From both a credit, capital and asset growth perspective, community banks will have to look at their activities within these NAICS codes to measure the true impact. Analysis solely focusing on loan categories will only serve to obscure the critical impact of these changes.

  • Loan duration, structure and collateralization will have to be readjusted for the changes in affected NAICS codes.
  • Credit policies and procedures will have to be adjusted, not by loan type but by the changed characteristics of affected NAICS codes.
  • Banks whose footprints have a high percentage of negatively affected NAICS codes will have reduced opportunities for growth. Banks will have to look outside their footprint to ensure growth and profitability or alternatively consider shrinking their assets.
  • Acquisitions must be evaluated, not on historical loan performance, but rather on the changing nature of their footprint and its impact on existing assets and future growth.

This change in focus toward NAICS codes is not an overnight process. Banks that react slowly will be left in the dust. While it is extremely difficult to predict the movement of the pandemic waves and their final impact on different industry segments and consumer behavior, it is clear that banks have to begin focusing on the NAICS codes within their footprint.

  • They need to identify and evaluate their existing and evolving exposure to these NAICS codes.
  • They need to change their lending strategy, loan documentation, and credit procedures to anticipate and cope with these changes.
  • They need to evaluate their surrounding footprint for its exposure to these affected NAICS codes.
  • They need to investigate territories outside their footprint that could reduce their exposure to these NAICS codes.
  • They need to reevaluate capital adequacy, incorporating the impact of the pandemic on both a short and long-term basis.

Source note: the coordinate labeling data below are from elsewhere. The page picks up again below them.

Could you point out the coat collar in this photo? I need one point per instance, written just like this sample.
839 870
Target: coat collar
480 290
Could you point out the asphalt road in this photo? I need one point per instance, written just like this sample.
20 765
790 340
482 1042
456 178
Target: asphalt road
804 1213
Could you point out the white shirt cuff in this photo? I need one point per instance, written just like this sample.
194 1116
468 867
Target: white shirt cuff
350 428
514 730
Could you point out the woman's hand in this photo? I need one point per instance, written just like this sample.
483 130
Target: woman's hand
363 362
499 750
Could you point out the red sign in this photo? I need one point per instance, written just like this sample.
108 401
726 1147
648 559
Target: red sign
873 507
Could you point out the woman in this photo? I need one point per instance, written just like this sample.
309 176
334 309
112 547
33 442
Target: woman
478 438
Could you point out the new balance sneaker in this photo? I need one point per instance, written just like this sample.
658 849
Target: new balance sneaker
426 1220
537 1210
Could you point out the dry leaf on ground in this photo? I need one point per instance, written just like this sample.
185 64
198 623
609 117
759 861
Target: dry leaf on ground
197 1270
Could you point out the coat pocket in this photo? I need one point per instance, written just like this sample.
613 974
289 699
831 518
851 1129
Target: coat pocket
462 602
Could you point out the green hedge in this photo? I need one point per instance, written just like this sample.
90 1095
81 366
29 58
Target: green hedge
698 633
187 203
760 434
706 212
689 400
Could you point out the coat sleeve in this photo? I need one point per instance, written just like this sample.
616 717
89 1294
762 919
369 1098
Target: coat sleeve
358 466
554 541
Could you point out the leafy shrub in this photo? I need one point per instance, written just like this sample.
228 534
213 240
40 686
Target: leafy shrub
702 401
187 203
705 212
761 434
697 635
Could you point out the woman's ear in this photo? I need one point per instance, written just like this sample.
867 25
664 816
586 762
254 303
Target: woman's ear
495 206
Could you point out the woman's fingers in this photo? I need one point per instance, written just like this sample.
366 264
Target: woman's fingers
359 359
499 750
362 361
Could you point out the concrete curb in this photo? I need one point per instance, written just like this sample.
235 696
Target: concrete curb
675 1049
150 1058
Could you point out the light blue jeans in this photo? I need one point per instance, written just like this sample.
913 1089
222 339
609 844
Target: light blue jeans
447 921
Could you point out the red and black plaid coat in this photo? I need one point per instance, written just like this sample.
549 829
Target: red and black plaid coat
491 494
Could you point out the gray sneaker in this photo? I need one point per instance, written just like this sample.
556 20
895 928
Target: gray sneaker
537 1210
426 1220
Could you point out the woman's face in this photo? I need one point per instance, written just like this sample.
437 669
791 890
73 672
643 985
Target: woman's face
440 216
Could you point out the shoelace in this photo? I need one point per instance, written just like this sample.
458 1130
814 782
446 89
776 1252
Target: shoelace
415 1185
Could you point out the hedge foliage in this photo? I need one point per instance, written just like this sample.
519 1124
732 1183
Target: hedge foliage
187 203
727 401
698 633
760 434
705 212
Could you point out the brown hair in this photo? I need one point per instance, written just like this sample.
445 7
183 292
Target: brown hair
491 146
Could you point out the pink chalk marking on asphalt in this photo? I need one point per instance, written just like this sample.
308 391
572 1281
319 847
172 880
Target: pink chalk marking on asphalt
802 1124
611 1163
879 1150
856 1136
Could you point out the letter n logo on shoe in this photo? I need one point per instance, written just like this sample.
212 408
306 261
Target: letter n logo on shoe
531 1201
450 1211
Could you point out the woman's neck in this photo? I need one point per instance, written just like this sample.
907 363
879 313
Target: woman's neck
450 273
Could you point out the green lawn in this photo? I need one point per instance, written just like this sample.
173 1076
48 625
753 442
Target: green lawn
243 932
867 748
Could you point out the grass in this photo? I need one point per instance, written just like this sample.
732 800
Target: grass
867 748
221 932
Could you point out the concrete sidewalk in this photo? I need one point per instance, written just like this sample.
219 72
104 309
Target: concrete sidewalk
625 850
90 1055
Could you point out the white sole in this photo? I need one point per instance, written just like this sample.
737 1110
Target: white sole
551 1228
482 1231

The bottom line is depressingly simple. Community banks are creatures of their footprint. The pandemic is changing their footprint by directly affecting specific NAICS codes within it. In the next three years, these changes will storm through their marketplace before entering a new steady state. The only way for banks to manage, strategize and maximize shareholder value is to reevaluate their marketplace through the lens of NAICS codes.

The Importance of Loan-Level Analysis

As is immediately obvious, evaluating the growth potential, credit and capital risks associated with stressed NAICS codes will not only require a focus on these codes, but is only possible using loan-level analysis.

  • Stress tests based on historical loan category performance make no sense and are backed with no acceptable logic.
  • Acquisitions, including those presently under consideration, that do not do a detailed loan-level dive into the stressed NAICS segments are a disservice to the acquiring bank’s shareholders. These deals could, on the other hand, be of considerable value to sellers whose financial statements do not yet reflect the impact of the pandemic on their footprint.
  • Strategic plans that do not concentrate on the distribution of existing loan categories within stressed NAICS codes will be misleading at best and dangerous in most cases.

The community bank footprint NAICS composition is shifting. These changes cannot even be approximated through a loan category analysis. Only a loan-level analysis can provide management and shareholders the ability to quantify earnings and capital issues through the pandemic and post-pandemic period.